Currently, the java heap is set for 8GB.

Where do I start looking into things to try and start to get this working better? Is this a simple memory issue? Or possibly something else?

Thanks in advance...

1 Like

Bit of an odd memory usage pattern. Typical is a sawtooth. A healthy sawtooth tends to ramp from 40%-ish (or less) to 80%-ish, then GC knocks it back down.

Except. Long time spans for requested graphs, especially in the reporting module, randomly spike memory. A couple or more such requests together could push a server over the edge. Perspective also loads a server much more than Vision, so a bunch of busy clients can do similar.

Consider this similar topic:

Maybe also set up GC detail logging in ignition.conf. See how long your pauses usually are.

Yeah... that is something I recognized as well on the memory.

Specifically, on this gateway there are not connected devices etc... This is used as a clearing house for remote data monitoring and then handling specific truck ticketing located at remote sites.

Do you have any recommended sites so I can lear how to setup Java Flight Recorder? And any specific flags to add to the ignition.conf to get the GC detail logging?

I happen to be using it right now on one of my VMs for driver testing, with this in ignition.conf.

wrapper.java.additional.9=-XX:+FlightRecorder 
wrapper.java.additional.10=-XX:StartFlightRecording=maxsize=2g,filename=porthos81z.jfr

2GB is probably too big. (:

And you probably want the dumponexit option.

Some docs here. Note that the UnlockCommercialFeatures clause went away at some point.

Follow the links for the jcmd docs for things you can do while running, including getting early exports from JFR.

For the GC reporting, I use this:

wrapper.java.additional.3=-Xloggc:/var/log/ignition/javagc-%WRAPPER_TIME_YYYYMMDDHHIISS%.log
wrapper.java.additional.6=-XX:+PrintGCDetails

Adjust that file name pattern to suit your needs. As shown, you'll need to clean them out manually.

Thanks!
I've got a local gateway in our office I can play with to try and learn how to decipher the data.

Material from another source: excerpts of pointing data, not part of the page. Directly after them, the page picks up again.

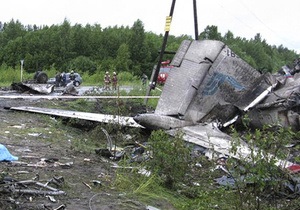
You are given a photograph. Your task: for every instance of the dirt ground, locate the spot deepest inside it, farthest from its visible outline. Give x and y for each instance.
(47, 160)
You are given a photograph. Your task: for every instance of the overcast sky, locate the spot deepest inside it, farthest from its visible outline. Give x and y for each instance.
(277, 21)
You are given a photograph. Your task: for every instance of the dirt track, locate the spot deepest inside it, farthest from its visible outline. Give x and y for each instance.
(45, 148)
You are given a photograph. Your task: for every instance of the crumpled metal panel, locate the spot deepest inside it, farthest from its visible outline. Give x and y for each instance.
(183, 81)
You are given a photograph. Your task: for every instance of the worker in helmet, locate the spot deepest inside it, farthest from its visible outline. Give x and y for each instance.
(72, 76)
(106, 81)
(114, 81)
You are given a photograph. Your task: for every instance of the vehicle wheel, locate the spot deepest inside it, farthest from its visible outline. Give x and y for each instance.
(76, 83)
(41, 78)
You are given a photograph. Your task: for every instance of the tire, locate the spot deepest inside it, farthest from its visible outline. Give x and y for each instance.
(41, 78)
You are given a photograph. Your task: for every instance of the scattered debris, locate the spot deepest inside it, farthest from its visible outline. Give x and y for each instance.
(5, 155)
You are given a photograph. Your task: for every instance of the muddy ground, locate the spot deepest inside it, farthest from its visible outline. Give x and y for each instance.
(45, 147)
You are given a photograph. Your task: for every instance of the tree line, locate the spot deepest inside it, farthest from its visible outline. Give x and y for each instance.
(91, 48)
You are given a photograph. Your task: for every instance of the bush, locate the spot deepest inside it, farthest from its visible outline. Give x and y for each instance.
(171, 158)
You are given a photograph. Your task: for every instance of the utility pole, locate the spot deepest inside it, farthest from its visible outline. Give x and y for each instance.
(155, 72)
(195, 20)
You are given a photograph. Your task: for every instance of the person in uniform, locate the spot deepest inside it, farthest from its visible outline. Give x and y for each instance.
(106, 81)
(114, 81)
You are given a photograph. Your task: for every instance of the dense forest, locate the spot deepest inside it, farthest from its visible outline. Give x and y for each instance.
(91, 48)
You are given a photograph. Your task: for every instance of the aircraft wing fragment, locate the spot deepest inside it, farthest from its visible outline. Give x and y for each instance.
(209, 136)
(114, 119)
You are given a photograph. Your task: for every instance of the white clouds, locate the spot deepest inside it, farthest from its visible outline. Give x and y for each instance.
(276, 21)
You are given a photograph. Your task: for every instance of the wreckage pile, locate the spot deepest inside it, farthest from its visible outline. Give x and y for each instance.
(209, 91)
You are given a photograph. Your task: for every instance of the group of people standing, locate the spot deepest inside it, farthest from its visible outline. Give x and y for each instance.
(108, 80)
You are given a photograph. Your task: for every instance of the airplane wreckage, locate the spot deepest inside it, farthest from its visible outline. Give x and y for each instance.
(210, 88)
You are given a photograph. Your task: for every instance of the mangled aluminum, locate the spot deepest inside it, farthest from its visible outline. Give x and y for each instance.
(210, 87)
(210, 83)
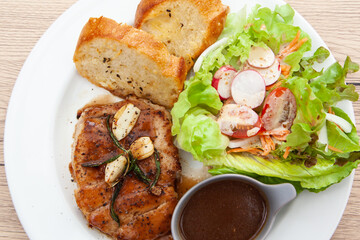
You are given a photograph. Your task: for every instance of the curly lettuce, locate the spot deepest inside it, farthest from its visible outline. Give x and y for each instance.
(310, 164)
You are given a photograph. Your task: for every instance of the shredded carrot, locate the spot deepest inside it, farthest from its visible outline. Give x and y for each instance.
(331, 111)
(280, 137)
(287, 152)
(334, 149)
(265, 145)
(270, 142)
(239, 150)
(294, 45)
(285, 70)
(275, 85)
(278, 132)
(293, 42)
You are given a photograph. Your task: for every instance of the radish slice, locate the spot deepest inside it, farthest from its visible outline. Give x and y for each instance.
(251, 142)
(342, 123)
(200, 59)
(260, 57)
(239, 121)
(222, 81)
(270, 74)
(248, 88)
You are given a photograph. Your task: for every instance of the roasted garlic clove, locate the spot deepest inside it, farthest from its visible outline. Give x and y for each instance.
(142, 148)
(124, 120)
(114, 170)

Do you think that maybe there just isn't enough memory assigned? I can add quite a bit more to the gateway., I just don't want to go that route and just cover something else up.

To look at the files you get, you will want "JDK Mission Control" and/or "VisualVM". I like the latter for looking at HPROF dumps.

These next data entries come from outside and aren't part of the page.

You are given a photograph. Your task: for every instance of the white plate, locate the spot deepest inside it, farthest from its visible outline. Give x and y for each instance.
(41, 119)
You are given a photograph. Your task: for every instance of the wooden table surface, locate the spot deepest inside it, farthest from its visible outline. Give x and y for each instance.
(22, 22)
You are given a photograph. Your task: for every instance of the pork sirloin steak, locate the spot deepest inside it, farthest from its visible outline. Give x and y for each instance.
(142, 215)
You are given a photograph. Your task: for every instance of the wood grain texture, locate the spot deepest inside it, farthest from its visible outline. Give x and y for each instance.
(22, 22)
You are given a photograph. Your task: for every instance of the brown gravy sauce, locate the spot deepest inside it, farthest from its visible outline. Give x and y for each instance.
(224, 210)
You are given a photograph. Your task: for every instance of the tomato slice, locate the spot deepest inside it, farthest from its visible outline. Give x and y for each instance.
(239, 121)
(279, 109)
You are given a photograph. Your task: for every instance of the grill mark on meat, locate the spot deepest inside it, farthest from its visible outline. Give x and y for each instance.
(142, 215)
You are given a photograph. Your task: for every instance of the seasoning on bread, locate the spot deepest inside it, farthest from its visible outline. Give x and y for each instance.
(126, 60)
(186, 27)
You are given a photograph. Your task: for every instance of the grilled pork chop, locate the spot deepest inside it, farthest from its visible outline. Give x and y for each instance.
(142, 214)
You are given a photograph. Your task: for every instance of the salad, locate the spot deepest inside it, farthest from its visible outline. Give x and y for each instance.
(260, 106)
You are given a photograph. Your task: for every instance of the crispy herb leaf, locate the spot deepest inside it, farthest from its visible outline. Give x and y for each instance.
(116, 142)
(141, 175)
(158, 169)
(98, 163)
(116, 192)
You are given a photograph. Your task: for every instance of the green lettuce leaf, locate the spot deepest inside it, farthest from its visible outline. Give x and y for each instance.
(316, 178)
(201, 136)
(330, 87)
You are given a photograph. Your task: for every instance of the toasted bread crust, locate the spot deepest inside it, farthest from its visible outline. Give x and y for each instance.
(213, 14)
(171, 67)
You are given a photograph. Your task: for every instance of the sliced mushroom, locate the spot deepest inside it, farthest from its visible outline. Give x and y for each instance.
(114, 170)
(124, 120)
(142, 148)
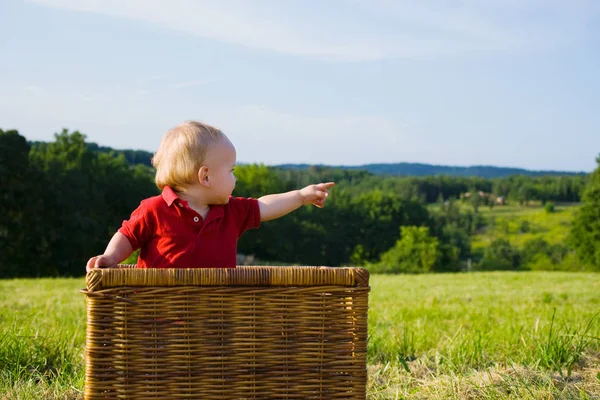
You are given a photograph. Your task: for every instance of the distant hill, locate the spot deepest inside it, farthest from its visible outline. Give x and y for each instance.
(398, 169)
(417, 169)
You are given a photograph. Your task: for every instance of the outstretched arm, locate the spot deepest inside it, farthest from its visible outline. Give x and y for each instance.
(273, 206)
(117, 250)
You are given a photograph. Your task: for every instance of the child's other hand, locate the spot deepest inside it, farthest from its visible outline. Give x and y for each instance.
(99, 262)
(316, 194)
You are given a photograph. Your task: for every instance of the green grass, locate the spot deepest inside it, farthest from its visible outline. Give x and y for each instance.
(480, 336)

It's possible. I'd look at the GC details first. And if you get another crash after JFR is set up, look at that, too.

Thanks. I also reached out to support to see if they have any ideas as well.

Any good tools for examining the GC logs?

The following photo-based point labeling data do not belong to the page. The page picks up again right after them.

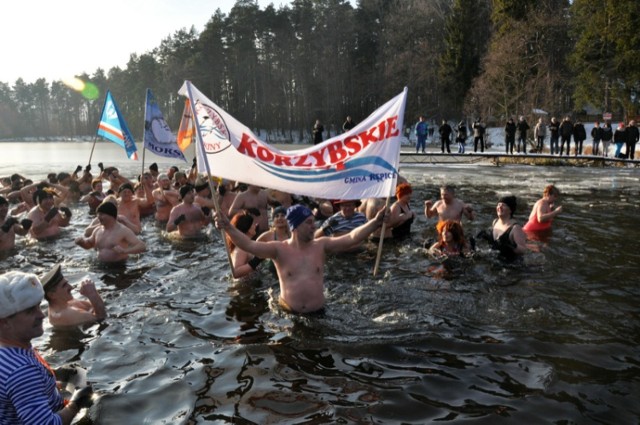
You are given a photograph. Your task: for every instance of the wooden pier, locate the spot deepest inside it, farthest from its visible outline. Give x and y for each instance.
(410, 157)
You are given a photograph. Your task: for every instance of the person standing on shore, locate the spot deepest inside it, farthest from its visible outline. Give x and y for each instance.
(461, 138)
(540, 132)
(607, 136)
(29, 393)
(348, 124)
(10, 227)
(300, 260)
(566, 131)
(317, 131)
(445, 131)
(579, 135)
(509, 135)
(632, 138)
(523, 127)
(64, 309)
(508, 237)
(596, 136)
(620, 139)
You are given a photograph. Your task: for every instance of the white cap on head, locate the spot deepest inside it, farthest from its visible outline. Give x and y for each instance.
(19, 291)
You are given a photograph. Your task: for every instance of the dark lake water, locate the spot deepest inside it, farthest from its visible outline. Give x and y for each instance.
(553, 340)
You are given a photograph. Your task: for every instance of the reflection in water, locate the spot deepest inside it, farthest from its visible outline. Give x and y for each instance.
(551, 340)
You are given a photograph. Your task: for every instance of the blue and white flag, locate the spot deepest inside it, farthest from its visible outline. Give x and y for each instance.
(361, 163)
(158, 137)
(113, 127)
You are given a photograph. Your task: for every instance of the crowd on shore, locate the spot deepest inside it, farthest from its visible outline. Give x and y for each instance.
(261, 226)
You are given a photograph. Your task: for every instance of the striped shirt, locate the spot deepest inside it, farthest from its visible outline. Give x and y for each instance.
(339, 224)
(28, 392)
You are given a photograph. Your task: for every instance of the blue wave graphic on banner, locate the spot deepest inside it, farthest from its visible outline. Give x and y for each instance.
(351, 169)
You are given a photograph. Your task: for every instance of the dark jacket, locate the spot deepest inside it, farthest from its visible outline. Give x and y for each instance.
(607, 133)
(633, 134)
(523, 126)
(445, 131)
(554, 129)
(620, 136)
(579, 133)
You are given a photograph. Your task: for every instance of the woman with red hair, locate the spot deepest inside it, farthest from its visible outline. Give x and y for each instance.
(451, 240)
(243, 263)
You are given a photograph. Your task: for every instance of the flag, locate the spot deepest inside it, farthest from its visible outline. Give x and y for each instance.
(361, 163)
(158, 137)
(186, 130)
(114, 128)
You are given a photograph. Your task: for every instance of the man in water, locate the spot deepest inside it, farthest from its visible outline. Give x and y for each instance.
(300, 259)
(186, 217)
(253, 197)
(113, 240)
(47, 219)
(64, 309)
(448, 207)
(10, 227)
(29, 393)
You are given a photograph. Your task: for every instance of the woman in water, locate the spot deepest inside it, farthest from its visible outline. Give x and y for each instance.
(451, 240)
(508, 236)
(243, 263)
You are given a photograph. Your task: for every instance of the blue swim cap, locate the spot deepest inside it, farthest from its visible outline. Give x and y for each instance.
(296, 214)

The GC dumps are the HPROF "heap profile" files I mention above. The GC logs are just text files. I use grep to pick out the pauses.

Thanks.

Anything in particular I'm looking for the heap dumps? I finally got my local VM working correctly and VisualVM is working. I can dump the heaps and take a look locally. This isn't the same as the problem child, but at least I can get a bit of familiarity with what I'm seeing. And I can get familiar with the process as well.

When there's a memory leak, something usually sticks out like a sore thumb. I'm usually focused on my own stuff, looking at allocations by class.